The basic setup is a 3 column macOS SwiftUI app. If you run the code below and scroll the list to an item further down the list (say item 80) and click, the List
will re-render and occasionally "jump" to a place (like item 40), leaving the actual selected item out of frame. This issue was solved in the previous question by encapsulating SidebarRowView
into its own view.
However , that solution works if the active binding ( activeItem
) is stored as a @State
variable on the SidebarList
view (see where I've marked //#1
). If the active item is stored on an ObservableObject
view model (see //#2
), the scrolling behavior is affected.
I assume this is because the diffing algorithm somehow works differently with the @Published
value and the @State
value. I'd like to figure out a way to use the @Published
value since the active item needs to be manipulated by the state of the app and used in the NavigationLink
via isActive:
(say if a push notification comes in that affects it).
Is there a way to use the @Published
value and not have it re-render the whole List
and thus not affect the scrolled position?
Reproducible code follows -- see the commented line for what to change to see the behavior with @Published
vs @State
struct Item : Identifiable, Hashable {
let id = UUID()
var name : String
}
class SidebarListViewModel : ObservableObject {
@Published var items = Array(0...300).map { Item(name: "Item \($0)") }
@Published var activeItem : Item? //#2
}
struct SidebarList : View {
@StateObject private var viewModel = SidebarListViewModel()
@State private var activeItem : Item? //#1
var body: some View {
List(viewModel.items) {
SidebarRowView(item: $0, activeItem: $viewModel.activeItem) //change this to $activeItem and the scrolling works as expected
}.listStyle(SidebarListStyle())
}
}
struct SidebarRowView: View {
let item: Item
@Binding var activeItem: Item?
func navigationBindingForItem(item: Item) -> Binding<Bool> {
.init {
activeItem == item
} set: { newValue in
if newValue {
activeItem = item
}
}
}
var body: some View {
NavigationLink(destination: Text(item.name),
isActive: navigationBindingForItem(item: item)) {
Text(item.name)
}
}
}
struct ContentView : View {
var body: some View {
NavigationView {
SidebarList()
Text("No selection")
Text("No selection")
.frame(minWidth: 300)
}
}
}
(Built and tested with Xcode 13.0 on macOS 11.3)

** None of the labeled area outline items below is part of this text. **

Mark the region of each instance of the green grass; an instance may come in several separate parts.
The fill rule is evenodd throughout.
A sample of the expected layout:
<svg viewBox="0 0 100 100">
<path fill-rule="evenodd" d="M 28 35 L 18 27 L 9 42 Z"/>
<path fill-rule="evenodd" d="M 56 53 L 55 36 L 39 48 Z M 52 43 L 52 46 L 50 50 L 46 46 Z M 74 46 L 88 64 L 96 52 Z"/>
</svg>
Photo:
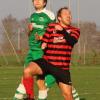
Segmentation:
<svg viewBox="0 0 100 100">
<path fill-rule="evenodd" d="M 0 100 L 12 100 L 14 92 L 20 83 L 23 67 L 0 66 Z M 100 67 L 72 67 L 72 81 L 81 100 L 100 100 Z M 35 86 L 37 95 L 37 86 Z M 48 100 L 63 100 L 61 92 L 55 84 L 49 91 Z"/>
</svg>

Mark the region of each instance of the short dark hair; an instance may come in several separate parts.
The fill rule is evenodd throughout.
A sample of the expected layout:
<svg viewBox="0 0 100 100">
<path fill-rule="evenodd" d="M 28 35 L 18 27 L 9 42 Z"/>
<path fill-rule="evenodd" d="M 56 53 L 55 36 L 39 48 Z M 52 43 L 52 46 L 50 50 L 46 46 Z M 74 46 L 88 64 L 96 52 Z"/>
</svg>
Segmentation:
<svg viewBox="0 0 100 100">
<path fill-rule="evenodd" d="M 60 8 L 59 10 L 58 10 L 58 12 L 57 12 L 57 19 L 58 19 L 58 17 L 60 17 L 61 16 L 61 12 L 62 12 L 62 10 L 69 10 L 69 8 L 68 7 L 63 7 L 63 8 Z"/>
<path fill-rule="evenodd" d="M 34 0 L 32 0 L 32 2 L 33 2 Z M 44 5 L 44 8 L 46 7 L 46 5 L 47 5 L 47 0 L 44 0 L 44 2 L 45 2 L 45 5 Z"/>
</svg>

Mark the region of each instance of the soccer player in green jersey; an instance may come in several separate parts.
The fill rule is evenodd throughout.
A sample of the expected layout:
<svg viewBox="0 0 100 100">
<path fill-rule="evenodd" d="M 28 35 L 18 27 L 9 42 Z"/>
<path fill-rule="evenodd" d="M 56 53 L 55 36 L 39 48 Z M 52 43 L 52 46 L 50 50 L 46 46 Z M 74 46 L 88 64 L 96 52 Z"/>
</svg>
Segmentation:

Update. I still think that the original answer identified the problem, however seems that there's an even easier workaround to this: push the view model one level upstream, to the root ContentView
, and inject the items array to the SidebarList
view.
Thus, the following changes should fix the "jumping" issue:
struct SidebarList : View {
let items: [Item]
@Binding var activeItemId: UUID?
// ...
}
// ...
struct ContentView : View {
@StateObject private var viewModel = SidebarListViewModel()
var body: some View {
NavigationView {
SidebarList(items: viewModel.items,
activeItemId: $viewModel.activeItemId)
// ...
}
For some reason, this works, I don't have an explanation why. However, there's one problem left, that's caused by SwiftUI: programatically changing the selection won't make the list scroll to the new selection. Scroll SwiftUI List to new selection might help fixing this too.
Also, warmly recommending to move the NavigationLink
from the body of SidebarRowView
to the List
part of SidebarList
, this will help you limit the amount of details that get leaked to the row view.

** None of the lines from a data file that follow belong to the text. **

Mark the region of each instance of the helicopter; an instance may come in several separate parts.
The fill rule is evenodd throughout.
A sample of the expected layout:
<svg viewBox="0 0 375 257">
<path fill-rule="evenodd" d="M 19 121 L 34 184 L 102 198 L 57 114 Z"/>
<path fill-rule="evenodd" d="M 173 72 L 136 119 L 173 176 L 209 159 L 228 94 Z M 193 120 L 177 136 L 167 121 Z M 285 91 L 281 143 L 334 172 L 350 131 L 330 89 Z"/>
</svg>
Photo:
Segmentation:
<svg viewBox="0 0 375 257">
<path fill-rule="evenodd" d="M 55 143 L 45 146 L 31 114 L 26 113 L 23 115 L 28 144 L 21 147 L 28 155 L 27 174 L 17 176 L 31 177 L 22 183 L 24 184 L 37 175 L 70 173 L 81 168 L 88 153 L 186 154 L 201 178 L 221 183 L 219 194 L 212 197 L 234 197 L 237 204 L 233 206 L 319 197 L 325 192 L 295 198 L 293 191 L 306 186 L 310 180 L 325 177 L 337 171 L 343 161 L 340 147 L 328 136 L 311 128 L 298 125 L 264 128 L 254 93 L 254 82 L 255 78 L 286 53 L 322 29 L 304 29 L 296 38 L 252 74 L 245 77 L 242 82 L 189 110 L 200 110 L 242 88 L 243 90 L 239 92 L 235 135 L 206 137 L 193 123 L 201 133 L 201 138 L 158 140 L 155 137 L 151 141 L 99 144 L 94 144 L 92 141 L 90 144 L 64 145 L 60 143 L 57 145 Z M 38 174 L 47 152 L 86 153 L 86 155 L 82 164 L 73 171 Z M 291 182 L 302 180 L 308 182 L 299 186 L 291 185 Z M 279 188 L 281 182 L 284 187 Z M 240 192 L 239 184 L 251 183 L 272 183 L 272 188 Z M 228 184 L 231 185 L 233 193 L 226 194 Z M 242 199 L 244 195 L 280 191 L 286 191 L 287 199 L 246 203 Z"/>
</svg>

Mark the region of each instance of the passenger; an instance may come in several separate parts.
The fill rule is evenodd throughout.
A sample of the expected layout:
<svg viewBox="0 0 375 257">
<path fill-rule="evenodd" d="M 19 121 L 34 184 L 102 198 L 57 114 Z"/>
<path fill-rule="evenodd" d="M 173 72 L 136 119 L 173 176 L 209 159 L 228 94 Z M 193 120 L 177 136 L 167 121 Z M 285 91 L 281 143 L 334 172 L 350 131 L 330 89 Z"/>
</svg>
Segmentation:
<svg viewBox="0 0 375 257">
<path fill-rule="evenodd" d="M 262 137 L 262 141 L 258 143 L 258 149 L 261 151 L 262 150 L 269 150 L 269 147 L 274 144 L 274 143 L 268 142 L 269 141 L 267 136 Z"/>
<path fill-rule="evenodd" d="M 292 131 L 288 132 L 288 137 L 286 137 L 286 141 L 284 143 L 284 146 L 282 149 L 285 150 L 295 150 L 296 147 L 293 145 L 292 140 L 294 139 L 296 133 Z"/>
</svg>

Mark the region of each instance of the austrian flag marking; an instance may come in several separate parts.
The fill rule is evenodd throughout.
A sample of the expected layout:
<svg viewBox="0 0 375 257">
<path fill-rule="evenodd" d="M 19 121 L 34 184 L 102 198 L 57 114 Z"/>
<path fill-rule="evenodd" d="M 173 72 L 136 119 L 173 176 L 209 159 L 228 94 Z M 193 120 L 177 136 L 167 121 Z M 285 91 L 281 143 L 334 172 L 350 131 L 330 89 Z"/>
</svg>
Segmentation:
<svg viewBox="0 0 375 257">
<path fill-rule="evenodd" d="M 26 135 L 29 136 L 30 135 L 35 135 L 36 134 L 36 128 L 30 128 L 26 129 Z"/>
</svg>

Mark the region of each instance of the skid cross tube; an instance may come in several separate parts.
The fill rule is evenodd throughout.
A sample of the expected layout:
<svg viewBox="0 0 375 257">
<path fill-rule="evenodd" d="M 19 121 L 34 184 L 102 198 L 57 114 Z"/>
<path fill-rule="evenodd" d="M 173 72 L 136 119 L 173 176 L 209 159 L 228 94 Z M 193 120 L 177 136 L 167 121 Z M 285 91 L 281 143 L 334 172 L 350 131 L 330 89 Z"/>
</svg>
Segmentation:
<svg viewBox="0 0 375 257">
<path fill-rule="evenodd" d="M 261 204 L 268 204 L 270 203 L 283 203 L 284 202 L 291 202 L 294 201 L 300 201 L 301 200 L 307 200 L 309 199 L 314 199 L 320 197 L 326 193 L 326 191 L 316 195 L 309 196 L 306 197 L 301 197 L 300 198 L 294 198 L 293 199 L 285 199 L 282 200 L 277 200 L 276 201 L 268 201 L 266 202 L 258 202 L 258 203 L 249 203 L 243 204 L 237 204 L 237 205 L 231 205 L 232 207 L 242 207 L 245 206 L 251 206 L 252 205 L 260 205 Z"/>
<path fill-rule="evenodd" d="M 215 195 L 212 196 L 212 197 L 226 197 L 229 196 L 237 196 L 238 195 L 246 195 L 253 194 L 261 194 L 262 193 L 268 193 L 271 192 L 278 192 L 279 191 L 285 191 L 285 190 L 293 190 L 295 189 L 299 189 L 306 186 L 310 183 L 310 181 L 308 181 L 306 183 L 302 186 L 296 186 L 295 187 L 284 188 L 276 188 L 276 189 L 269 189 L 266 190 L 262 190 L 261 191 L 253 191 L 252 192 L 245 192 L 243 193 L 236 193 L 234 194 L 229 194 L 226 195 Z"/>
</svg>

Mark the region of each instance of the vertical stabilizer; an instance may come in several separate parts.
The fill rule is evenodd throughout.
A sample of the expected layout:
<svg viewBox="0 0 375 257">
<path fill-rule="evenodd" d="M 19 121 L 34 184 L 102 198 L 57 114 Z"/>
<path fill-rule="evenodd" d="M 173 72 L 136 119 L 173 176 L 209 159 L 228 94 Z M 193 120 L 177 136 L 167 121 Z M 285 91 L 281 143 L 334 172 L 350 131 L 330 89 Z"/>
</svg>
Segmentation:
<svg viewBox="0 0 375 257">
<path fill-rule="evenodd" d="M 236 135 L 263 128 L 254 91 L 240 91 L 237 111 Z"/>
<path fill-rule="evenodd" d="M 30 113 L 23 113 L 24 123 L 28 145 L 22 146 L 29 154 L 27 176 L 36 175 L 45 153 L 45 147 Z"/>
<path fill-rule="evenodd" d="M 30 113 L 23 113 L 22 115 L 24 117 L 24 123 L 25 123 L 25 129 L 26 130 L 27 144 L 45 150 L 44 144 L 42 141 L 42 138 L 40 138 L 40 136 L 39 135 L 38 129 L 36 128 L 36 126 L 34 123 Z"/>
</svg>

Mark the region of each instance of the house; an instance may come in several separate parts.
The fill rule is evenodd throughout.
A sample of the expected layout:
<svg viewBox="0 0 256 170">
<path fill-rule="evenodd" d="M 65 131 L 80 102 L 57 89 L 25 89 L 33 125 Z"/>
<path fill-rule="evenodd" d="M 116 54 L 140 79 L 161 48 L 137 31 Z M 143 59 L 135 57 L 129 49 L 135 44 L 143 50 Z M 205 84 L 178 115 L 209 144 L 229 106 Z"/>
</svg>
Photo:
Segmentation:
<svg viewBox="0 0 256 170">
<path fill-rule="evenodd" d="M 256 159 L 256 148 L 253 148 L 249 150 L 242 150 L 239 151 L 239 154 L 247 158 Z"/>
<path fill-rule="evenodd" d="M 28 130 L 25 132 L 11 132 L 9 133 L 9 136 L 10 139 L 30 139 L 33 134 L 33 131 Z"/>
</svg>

Another recommendation I would make, would be to use the tag:selection:
alternative to isActive
. This works better when you have a pool of possible navigation links from which only one can be active at a certain time. This involves of course changing the view model from var activeItem: Item?
to var activeItemId: UUID?
, this will avoid the need of the hacky navigationBindingForItem
function:
class SidebarListViewModel : ObservableObject {
@Published var items = // ...
@Published var activeItemId : UUID?
}
// ...
NavigationLink(destination: ...,
tag: item.id,
selection: $activeItemId) {
This is most likely what's causing the problematic behaviour:
func navigationBindingForItem(item: Item) -> Binding<Bool> {
.init {
activeItem == item
} set: { newValue in
if newValue {
activeItem = item
}
}
}
If you put a breakpoint on the binding setter, you'll see that the setter gets called every time you select something, and if you also print the item name, you'll see that when the problematic scrolling happens, it always scroll to the previous selected item.

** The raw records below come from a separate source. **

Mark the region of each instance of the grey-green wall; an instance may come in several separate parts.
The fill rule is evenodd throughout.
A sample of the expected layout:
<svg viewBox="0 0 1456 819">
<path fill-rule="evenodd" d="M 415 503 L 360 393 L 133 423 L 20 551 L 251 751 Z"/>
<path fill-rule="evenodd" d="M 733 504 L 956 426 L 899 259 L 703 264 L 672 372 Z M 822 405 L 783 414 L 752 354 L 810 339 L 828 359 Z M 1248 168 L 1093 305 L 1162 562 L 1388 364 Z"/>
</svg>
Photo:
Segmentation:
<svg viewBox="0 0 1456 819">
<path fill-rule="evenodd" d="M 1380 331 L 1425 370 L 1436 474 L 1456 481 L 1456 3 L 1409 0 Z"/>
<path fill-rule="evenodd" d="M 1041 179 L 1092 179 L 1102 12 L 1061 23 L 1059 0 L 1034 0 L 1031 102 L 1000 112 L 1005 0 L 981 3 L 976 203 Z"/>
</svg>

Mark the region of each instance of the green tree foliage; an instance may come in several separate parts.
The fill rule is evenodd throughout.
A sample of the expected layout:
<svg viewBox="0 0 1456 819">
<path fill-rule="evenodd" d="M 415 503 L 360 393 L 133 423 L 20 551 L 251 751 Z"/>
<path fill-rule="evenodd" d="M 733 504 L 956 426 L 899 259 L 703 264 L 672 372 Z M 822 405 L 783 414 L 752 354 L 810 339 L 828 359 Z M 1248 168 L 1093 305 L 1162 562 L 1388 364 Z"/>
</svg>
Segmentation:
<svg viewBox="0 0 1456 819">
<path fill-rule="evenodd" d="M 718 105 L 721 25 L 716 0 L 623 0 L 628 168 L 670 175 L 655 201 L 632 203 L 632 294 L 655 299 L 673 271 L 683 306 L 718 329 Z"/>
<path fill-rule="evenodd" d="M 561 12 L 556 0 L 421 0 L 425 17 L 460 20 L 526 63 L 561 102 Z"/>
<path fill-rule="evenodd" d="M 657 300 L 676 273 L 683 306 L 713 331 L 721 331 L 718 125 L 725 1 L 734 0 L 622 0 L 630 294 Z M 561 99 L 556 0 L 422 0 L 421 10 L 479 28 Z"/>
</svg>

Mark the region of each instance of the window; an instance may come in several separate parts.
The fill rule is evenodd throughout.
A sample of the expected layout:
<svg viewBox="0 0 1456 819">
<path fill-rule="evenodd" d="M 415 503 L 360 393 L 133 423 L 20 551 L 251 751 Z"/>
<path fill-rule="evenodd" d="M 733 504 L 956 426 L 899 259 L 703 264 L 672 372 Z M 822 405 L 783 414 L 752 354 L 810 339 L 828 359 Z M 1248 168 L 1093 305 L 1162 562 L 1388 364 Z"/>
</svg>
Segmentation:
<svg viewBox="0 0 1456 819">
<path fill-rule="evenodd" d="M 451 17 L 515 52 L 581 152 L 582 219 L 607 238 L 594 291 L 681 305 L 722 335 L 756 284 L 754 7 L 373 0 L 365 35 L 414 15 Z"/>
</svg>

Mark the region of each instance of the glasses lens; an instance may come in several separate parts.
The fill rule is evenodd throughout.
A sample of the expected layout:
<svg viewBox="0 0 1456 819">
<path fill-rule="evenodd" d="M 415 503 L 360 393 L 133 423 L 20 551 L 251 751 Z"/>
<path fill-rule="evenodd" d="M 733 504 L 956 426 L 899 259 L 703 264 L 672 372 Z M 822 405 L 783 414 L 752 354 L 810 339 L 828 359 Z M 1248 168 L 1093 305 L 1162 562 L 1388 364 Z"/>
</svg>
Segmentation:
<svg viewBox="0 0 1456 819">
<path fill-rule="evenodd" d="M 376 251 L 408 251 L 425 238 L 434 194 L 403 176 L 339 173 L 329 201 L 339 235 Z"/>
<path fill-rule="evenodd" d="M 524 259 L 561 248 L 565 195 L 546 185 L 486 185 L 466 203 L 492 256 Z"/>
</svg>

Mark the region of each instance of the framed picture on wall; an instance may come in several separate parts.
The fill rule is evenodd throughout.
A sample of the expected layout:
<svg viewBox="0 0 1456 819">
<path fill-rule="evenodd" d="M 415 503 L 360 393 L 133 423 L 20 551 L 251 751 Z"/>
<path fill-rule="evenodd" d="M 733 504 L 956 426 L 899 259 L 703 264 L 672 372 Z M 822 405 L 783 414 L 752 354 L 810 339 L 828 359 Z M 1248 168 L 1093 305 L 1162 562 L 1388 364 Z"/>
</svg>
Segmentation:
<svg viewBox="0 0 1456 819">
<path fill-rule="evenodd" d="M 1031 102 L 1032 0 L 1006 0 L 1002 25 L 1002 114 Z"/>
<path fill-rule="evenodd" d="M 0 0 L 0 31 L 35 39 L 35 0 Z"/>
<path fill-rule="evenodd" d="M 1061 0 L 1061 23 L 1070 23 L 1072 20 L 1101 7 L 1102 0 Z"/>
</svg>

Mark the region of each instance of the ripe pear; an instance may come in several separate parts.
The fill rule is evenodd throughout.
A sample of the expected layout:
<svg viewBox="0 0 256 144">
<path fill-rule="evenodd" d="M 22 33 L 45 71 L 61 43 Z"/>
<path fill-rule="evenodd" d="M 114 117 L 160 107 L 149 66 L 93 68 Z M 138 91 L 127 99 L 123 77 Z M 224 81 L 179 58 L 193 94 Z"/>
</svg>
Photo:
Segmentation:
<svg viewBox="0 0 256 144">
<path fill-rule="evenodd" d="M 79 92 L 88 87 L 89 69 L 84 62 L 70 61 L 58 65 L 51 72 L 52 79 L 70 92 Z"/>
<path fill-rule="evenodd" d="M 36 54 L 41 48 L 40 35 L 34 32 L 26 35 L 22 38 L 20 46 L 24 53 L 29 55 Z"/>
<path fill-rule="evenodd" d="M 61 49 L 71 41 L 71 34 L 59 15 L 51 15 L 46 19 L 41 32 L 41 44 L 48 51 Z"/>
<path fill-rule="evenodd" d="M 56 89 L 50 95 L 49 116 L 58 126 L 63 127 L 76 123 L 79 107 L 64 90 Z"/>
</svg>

Seems this "manual" binding interferes with the SwiftUI update cycle, causing the framework to malfunction.
The solution here is simple: remove the @Binding
declaration from the activeItem
property, and keep it as a "regular" one. You also can safely remove the isActive
argument passed to the navigation link.
Bindings are needed only when you need to update values in parent components, most of the time simple values are enough. This also makes your views simpler, and more in line with the Swift/SwiftUI principles of using immutable values as much as possible.